Description of Registration Rights Agreement
Ex-99(d)
Description of Registration Rights Agreement
Introduction
On July 18, 2007, a Registration Rights Agreement among Given Imaging Ltd. (“Given Imaging”), Elron Electronic Industries Ltd. (“Elron”), Discount Investment Corporation Ltd. (“DIC”) and RDC Xxxxxx Development Corporation Ltd. (“RDC”). This Registration Rights Agreement has replaced earlier registration rights granted by Given Imaging to Elron, DIC, RDC, entities affiliated with OrbiMed Capital LLC and other shareholders in connection with a private placement completed in September 2000, before Given Imaging’s initial public offering. These earlier registration rights expired in October 2006.
The Registration Rights Agreement provides the affiliated shareholders means for liquidity that are otherwise not available to them under applicable law given their ownership level. At the same time, it increases the likelihood that a sale by the affiliated shareholders will be coordinated with Given Imaging and not disrupt the ordinary activity in the market for shares of Given Imaging due to the sale of a large number of shares at one time or during a short period.
The main terms of the registration rights agreement are as follows:
Demand Registration Rights
At the request of one or more of the affiliated shareholders holding at least 5% of the then outstanding ordinary shares of Given Imaging, Given Imaging must use its best efforts to register any or all of these shareholders’ ordinary shares on the condition that the minimum aggregate offering price of the shares to be registered is at least $15 million. Given Imaging must also give notice of the registration to other affiliated shareholders and include in the registration any ordinary shares that they request to include. This registration also may include ordinary shares offered by Given Imaging for its own account and by its directors and officers. Given Imaging may only be requested to carry out two of these demand registrations.
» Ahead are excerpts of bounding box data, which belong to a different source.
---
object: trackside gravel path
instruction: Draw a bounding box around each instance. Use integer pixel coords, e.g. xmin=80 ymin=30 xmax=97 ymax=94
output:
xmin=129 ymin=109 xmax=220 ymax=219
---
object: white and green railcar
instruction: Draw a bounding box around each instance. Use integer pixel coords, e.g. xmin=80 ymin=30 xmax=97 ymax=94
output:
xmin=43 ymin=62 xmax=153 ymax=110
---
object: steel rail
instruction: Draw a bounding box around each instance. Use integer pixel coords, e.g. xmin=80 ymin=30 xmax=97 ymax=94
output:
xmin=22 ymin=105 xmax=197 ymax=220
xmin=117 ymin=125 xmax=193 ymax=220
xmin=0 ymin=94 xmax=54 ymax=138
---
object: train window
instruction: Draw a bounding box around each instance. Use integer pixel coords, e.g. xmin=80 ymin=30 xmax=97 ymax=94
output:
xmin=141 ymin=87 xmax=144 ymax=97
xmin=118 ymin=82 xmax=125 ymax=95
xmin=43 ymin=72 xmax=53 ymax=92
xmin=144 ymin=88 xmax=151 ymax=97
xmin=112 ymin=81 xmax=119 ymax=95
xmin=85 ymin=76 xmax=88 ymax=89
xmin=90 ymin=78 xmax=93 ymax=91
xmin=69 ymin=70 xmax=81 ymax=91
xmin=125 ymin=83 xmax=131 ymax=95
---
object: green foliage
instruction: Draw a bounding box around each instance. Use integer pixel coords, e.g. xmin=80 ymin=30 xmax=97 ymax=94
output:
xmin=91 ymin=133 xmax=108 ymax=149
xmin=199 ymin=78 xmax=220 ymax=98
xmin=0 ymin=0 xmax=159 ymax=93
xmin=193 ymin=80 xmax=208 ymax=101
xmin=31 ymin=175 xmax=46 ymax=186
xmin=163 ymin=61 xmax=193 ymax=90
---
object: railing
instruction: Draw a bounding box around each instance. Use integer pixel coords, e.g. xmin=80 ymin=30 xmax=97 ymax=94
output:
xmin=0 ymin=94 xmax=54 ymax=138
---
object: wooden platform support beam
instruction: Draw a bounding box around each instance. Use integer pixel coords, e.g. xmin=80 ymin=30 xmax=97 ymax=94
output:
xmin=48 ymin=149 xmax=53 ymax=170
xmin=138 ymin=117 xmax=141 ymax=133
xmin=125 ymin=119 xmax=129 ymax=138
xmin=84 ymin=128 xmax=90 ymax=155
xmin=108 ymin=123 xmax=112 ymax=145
In connection with any such demand registration, the managing underwriter may limit the number of shares offered for marketing reasons. In such case, the managing underwriter must exclude first any shares to be registered by Given Imaging for the company’s own account and, second, any shares to be registered by its directors and officers. Thereafter, the shares to be registered by the affiliated shareholders would be reduced pro rata among the affiliated shareholders requesting inclusion of their shares according to the number of shares held by each of them.
Incidental Registration Rights
The affiliated shareholders also have the right to request that Given Imaging include their ordinary shares in any registration statements filed by it in the future for the purposes of a public offering, subject to specified limitations. The managing underwriter may limit the number of shares offered for marketing reasons. In this case, the managing underwriter must exclude first any shares to be registered by Given Imaging, unless Given Imaging initiated the registration, second the shares that the affiliated shareholders have requested to include in the registration, and third the shares of the party initiating the registration.
Form F-3 Registration Rights
At the request of an affiliated shareholder, Given Imaging must make its best efforts to register such shareholder’s ordinary shares on Form F-3. Given Imaging must also give notice of the registration to other affiliated shareholders to whom it has granted registration rights and include in the registration any ordinary shares they request to include. These demand rights may only be exercised if nine months have passed since the last registration that Given Imaging filed in which the affiliated shareholder requesting registration was entitled to include its shares. The minimum aggregate offering price of the shares to be registered is $15 million, in case of an underwritten offering, or $5.0 million, in case of a non-underwritten offering. The managing underwriter may limit the number of shares offered for marketing reasons. In such case, the rights of each shareholder to include its ordinary shares in the registration are allocated in the same manner as in a demand registration described above.
Termination
All registration rights will expire on the fifth anniversary of the agreement. With respect to any shareholder, registration rights will expire if that shareholder can sell all of its ordinary shares within a 90 day period under Rule 144 under the United States Securities Act of 1933, as amended.
Expenses
Generally, Given Imaging will pay all expenses incurred in carrying out the above registrations, as well as the fees and expenses of one legal counsel for the selling shareholders in each registration.